Why You Should Register Your Business Name

I recently worked with a new corporation that wanted to start in Illinois, and we ran into an interesting problem with the business name. We filed the Articles of Incorporation online and received approval. Then we got an attorney involved to draw up the corporation's by-laws and some other documents. The attorney did some checking and found two corporations with almost exactly the same name in the state. If we had specifically registered the business name with the state when we started, we would have found out about the other name sooner and saved ourselves some time and confusion.

 

Registration of your business name is a good idea in two specific cases: 

  • If you are thinking about starting a business but you are not yet sure what legal form you want, and you have a business name, register it. You can always change your mind later, but the registration process will save your name. 
  • If you're forming a sole proprietorship, you should definitely register your business name with the state because sole proprietorships aren't registered in any other way. 

How to Make Sure You Can Use Your New Business Name

Before you start using that name, you'll need to be sure no one else is using it by doing research on your business name. That means checking with both your state business data base and the federal trademark data base. It's important to check both the state and trademark data bases, because your business will have an online presence. 

The term "registering a business name" may be confusing. There are really two different processes involved, and you will have to do both, in most cases: (1) registration with your state and (2) registration with your locality.

Registration of your business name takes place in your state, through your state's business division (usually part of the Secretary of State). Registration is not the same as trademarking your business name, which is done through the U.S. Patent and Trademark Office. 

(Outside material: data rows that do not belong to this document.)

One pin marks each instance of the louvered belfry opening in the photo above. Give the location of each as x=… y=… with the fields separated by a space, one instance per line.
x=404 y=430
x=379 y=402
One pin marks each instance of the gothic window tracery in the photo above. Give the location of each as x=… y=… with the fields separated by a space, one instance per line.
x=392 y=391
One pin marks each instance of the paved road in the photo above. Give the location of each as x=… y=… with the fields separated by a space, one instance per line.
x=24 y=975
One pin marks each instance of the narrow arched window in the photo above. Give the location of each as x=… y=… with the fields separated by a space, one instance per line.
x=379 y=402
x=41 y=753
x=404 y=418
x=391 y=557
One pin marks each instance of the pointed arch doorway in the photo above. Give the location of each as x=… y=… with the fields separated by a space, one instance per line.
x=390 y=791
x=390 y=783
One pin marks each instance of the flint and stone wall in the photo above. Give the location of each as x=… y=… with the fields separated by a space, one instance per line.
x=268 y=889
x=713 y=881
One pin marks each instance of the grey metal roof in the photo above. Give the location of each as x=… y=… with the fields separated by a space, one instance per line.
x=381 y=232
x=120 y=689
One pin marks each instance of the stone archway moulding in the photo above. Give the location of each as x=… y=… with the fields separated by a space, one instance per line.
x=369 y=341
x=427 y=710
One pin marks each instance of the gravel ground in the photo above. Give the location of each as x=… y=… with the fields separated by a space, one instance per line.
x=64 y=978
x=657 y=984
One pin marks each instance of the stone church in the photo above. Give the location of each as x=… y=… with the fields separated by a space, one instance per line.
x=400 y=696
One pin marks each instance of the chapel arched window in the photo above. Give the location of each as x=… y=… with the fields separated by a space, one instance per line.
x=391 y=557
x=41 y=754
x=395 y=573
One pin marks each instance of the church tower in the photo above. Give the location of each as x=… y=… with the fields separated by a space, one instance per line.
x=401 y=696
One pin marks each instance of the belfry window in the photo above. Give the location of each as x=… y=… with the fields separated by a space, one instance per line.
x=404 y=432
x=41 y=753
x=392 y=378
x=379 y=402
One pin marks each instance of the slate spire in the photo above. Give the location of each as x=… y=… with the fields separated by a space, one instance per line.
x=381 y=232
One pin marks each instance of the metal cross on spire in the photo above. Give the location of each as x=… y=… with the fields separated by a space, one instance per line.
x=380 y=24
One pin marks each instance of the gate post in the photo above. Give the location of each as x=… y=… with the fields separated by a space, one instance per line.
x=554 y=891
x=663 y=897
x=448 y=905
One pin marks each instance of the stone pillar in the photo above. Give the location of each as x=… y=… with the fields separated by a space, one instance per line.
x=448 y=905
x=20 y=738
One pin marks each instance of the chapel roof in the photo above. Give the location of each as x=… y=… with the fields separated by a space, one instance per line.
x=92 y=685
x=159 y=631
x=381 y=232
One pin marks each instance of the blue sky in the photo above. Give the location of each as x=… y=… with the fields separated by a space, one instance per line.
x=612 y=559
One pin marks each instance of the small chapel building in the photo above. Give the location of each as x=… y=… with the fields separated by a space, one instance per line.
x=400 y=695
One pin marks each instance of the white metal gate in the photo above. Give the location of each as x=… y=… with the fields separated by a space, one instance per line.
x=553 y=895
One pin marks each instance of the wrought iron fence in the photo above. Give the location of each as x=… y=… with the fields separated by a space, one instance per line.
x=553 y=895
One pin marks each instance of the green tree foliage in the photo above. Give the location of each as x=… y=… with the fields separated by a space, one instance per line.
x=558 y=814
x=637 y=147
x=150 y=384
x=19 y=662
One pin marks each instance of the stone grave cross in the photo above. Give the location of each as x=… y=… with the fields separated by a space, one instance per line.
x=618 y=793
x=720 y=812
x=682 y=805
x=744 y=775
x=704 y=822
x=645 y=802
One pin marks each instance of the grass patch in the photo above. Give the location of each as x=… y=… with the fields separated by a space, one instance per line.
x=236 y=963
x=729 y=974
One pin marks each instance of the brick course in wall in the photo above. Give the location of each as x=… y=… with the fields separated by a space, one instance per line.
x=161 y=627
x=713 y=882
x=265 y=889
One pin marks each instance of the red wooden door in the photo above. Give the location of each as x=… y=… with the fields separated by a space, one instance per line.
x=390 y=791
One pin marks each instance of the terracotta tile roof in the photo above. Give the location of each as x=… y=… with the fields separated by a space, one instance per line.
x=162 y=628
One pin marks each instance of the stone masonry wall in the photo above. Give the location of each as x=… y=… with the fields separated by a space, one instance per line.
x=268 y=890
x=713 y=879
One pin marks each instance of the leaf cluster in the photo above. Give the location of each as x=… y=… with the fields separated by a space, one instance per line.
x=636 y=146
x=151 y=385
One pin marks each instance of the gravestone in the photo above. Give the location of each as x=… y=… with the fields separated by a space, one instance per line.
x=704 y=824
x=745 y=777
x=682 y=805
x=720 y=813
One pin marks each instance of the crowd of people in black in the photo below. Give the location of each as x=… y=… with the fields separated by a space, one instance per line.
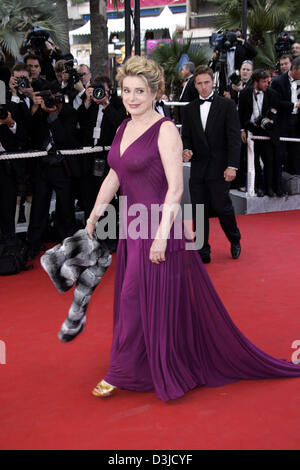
x=52 y=106
x=64 y=109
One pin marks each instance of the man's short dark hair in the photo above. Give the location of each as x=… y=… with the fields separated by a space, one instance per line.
x=189 y=66
x=259 y=74
x=103 y=79
x=31 y=56
x=286 y=56
x=201 y=69
x=20 y=67
x=296 y=63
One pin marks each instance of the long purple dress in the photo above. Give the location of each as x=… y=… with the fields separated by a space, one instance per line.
x=171 y=330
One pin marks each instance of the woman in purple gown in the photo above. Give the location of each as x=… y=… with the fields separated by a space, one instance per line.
x=171 y=330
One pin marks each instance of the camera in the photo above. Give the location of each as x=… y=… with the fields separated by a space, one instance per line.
x=99 y=91
x=224 y=41
x=3 y=111
x=74 y=75
x=22 y=82
x=235 y=78
x=283 y=43
x=51 y=100
x=265 y=121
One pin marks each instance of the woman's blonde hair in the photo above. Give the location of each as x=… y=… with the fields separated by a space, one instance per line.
x=147 y=69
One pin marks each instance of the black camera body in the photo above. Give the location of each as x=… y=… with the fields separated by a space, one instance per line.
x=99 y=91
x=264 y=121
x=74 y=75
x=3 y=111
x=51 y=100
x=22 y=82
x=235 y=78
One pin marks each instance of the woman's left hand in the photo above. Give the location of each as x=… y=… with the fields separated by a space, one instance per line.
x=157 y=251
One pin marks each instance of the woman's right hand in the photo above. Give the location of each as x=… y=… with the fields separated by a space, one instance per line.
x=90 y=228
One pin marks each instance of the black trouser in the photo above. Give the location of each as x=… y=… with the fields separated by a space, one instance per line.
x=272 y=160
x=8 y=200
x=51 y=177
x=292 y=149
x=215 y=196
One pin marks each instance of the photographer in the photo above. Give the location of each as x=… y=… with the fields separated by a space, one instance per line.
x=14 y=173
x=55 y=124
x=34 y=64
x=38 y=42
x=99 y=117
x=295 y=50
x=4 y=70
x=240 y=80
x=285 y=63
x=229 y=54
x=259 y=109
x=287 y=85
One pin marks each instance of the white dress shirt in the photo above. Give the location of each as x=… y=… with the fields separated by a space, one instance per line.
x=258 y=98
x=204 y=109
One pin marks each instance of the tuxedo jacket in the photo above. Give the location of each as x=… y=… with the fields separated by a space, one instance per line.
x=271 y=100
x=190 y=93
x=166 y=110
x=281 y=84
x=113 y=115
x=219 y=145
x=61 y=128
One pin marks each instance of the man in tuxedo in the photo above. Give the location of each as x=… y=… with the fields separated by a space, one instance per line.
x=55 y=128
x=211 y=140
x=288 y=87
x=234 y=56
x=99 y=120
x=189 y=92
x=34 y=64
x=295 y=50
x=256 y=103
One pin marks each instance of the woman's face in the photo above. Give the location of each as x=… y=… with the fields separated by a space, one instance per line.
x=137 y=96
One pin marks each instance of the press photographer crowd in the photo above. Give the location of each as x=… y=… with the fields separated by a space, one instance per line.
x=50 y=104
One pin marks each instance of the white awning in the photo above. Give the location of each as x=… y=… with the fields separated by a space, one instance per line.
x=166 y=20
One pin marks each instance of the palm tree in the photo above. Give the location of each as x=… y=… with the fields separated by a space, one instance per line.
x=168 y=55
x=99 y=36
x=17 y=17
x=262 y=16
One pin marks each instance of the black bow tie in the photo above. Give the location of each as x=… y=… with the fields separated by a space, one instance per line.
x=207 y=100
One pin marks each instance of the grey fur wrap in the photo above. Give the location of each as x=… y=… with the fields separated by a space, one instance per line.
x=80 y=260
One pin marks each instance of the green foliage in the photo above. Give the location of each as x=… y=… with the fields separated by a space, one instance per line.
x=168 y=54
x=262 y=16
x=19 y=16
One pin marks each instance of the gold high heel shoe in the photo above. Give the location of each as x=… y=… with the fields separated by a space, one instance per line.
x=104 y=389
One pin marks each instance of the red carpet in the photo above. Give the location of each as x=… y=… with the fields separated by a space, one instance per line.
x=45 y=385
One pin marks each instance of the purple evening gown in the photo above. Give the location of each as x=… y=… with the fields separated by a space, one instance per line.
x=171 y=331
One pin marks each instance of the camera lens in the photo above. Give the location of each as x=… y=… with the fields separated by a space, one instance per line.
x=99 y=92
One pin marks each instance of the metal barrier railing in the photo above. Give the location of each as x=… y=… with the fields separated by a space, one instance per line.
x=251 y=159
x=37 y=153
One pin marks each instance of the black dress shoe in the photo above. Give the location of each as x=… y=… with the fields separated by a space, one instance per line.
x=32 y=253
x=260 y=192
x=205 y=258
x=235 y=250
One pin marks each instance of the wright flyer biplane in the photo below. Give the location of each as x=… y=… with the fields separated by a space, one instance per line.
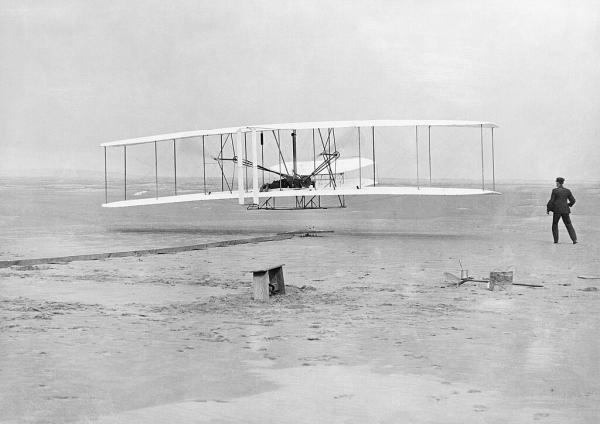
x=309 y=161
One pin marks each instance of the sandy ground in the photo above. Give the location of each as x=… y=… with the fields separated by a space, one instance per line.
x=369 y=331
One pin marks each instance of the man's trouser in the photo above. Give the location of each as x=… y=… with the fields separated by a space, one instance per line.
x=567 y=220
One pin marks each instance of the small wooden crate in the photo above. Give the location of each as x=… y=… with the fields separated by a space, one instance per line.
x=268 y=281
x=501 y=279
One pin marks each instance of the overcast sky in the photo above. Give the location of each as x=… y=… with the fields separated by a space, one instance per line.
x=77 y=73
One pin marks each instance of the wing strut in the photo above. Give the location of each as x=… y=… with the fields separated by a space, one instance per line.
x=429 y=151
x=373 y=137
x=125 y=170
x=105 y=179
x=417 y=150
x=482 y=170
x=493 y=166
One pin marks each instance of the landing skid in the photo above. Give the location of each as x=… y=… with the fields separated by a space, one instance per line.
x=302 y=203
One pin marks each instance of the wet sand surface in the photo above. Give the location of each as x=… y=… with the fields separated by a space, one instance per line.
x=369 y=330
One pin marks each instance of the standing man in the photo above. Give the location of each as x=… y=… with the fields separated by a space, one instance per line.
x=560 y=204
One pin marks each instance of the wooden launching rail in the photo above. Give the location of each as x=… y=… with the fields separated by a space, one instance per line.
x=160 y=251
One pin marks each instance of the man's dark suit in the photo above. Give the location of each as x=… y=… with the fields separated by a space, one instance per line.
x=560 y=203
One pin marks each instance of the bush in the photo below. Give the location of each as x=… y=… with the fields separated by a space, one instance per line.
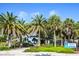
x=4 y=48
x=3 y=44
x=50 y=49
x=2 y=38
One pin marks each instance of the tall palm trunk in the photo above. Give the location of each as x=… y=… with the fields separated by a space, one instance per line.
x=61 y=42
x=39 y=38
x=54 y=39
x=2 y=30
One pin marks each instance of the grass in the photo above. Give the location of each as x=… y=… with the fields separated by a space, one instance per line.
x=3 y=46
x=50 y=49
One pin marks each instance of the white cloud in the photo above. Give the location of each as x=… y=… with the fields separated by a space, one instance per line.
x=53 y=12
x=22 y=14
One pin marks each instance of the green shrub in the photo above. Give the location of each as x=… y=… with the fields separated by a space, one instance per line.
x=4 y=48
x=50 y=49
x=3 y=44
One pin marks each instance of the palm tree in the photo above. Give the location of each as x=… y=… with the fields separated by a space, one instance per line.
x=38 y=26
x=54 y=22
x=10 y=26
x=69 y=25
x=8 y=23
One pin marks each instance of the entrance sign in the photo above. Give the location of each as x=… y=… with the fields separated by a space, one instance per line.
x=70 y=45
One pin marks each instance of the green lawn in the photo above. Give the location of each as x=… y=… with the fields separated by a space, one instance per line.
x=50 y=49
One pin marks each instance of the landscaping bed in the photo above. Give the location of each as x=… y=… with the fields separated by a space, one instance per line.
x=50 y=49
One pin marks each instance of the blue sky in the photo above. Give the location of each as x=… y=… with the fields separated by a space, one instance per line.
x=28 y=10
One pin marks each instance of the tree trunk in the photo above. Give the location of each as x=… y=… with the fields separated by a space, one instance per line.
x=61 y=42
x=8 y=41
x=2 y=31
x=39 y=39
x=54 y=39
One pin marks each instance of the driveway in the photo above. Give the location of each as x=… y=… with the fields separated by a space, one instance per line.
x=19 y=52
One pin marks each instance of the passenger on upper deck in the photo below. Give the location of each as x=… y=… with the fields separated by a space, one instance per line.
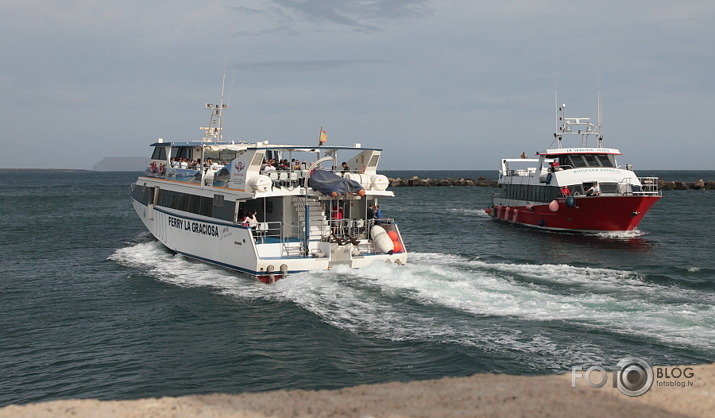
x=267 y=166
x=594 y=190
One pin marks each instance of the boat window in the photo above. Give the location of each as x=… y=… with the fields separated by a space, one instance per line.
x=591 y=160
x=606 y=160
x=159 y=153
x=576 y=160
x=373 y=161
x=182 y=152
x=608 y=187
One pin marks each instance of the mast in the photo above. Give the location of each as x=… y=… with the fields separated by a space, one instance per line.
x=213 y=131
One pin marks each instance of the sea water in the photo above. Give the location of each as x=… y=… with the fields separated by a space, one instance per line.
x=92 y=307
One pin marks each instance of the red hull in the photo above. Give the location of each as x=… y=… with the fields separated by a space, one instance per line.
x=588 y=214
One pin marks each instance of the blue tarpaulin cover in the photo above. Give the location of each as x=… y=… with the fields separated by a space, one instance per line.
x=328 y=183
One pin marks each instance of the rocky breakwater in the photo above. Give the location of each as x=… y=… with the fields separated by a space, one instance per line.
x=418 y=182
x=684 y=185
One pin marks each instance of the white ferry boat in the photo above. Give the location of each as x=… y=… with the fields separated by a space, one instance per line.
x=267 y=210
x=577 y=189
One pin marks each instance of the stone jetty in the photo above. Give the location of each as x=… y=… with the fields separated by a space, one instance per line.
x=485 y=182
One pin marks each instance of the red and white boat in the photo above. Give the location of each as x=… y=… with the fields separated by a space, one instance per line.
x=580 y=189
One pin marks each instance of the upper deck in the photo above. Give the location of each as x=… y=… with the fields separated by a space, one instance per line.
x=263 y=168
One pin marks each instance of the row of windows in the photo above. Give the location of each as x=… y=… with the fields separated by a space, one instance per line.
x=588 y=160
x=215 y=207
x=530 y=193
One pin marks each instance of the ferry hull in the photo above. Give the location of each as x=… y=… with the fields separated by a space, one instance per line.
x=586 y=214
x=235 y=247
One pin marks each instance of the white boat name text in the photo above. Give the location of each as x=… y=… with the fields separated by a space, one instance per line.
x=193 y=226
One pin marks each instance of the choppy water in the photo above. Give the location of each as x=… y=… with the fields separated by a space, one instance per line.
x=92 y=307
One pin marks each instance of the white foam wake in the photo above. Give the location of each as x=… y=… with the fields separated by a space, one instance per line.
x=440 y=298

Registering Your Business Name with Your State 

Registering your business name with your state. You can register your business name with your state, which is basically a process of reserving it so no one else can use it in your state. If you are forming an LLC, partnership, or corporation, the name registration is part of that process; you don't have to do a separate name registration. 

Register a Business Name for a Sole Proprietorship 

If you are operating your business as a sole proprietorship, you don't have to register your business with your state, so you should register your business name with your state. Check the website of your state's secretary of state for more details on how to complete the business name registration.

Register a Business Name for a Limited Liability Company, Partnership, or Corporation

If you are are operating as a limited liability company (LLC) or corporation, you don't need to register the business name, because the process of setting up the LLC or corporation includes the business name registration. No separate business name registration is required.

Registering Your Business Name with Your Locality

In addition to registering your business name with your state, you may need to register your business with the city or county where your business is operating. This name registration is called a "doing business as" or business license. The purpose is to let people know who owns your business. 

If your business name is different from the name you are using for advertising and public purposes (your business  trade name), you will need to file a "fictitious name" statement, sometimes called a "d/b/a" or "doing business as" statement. This statement is filed in the county where your business is operating. The process of filing a d/b/a or fictitious name statement is one of the first things you should do if you are going to use a trade name that is different from the name you have registered.

Why You Might Want to Trademark Your Business Name

You may also decide that your name is so great that you want to make absolutely sure no one else takes it. The way to do this is to trademark your business name. It's best to create your name in graphic form as a logo, in order to make the trademark more secure.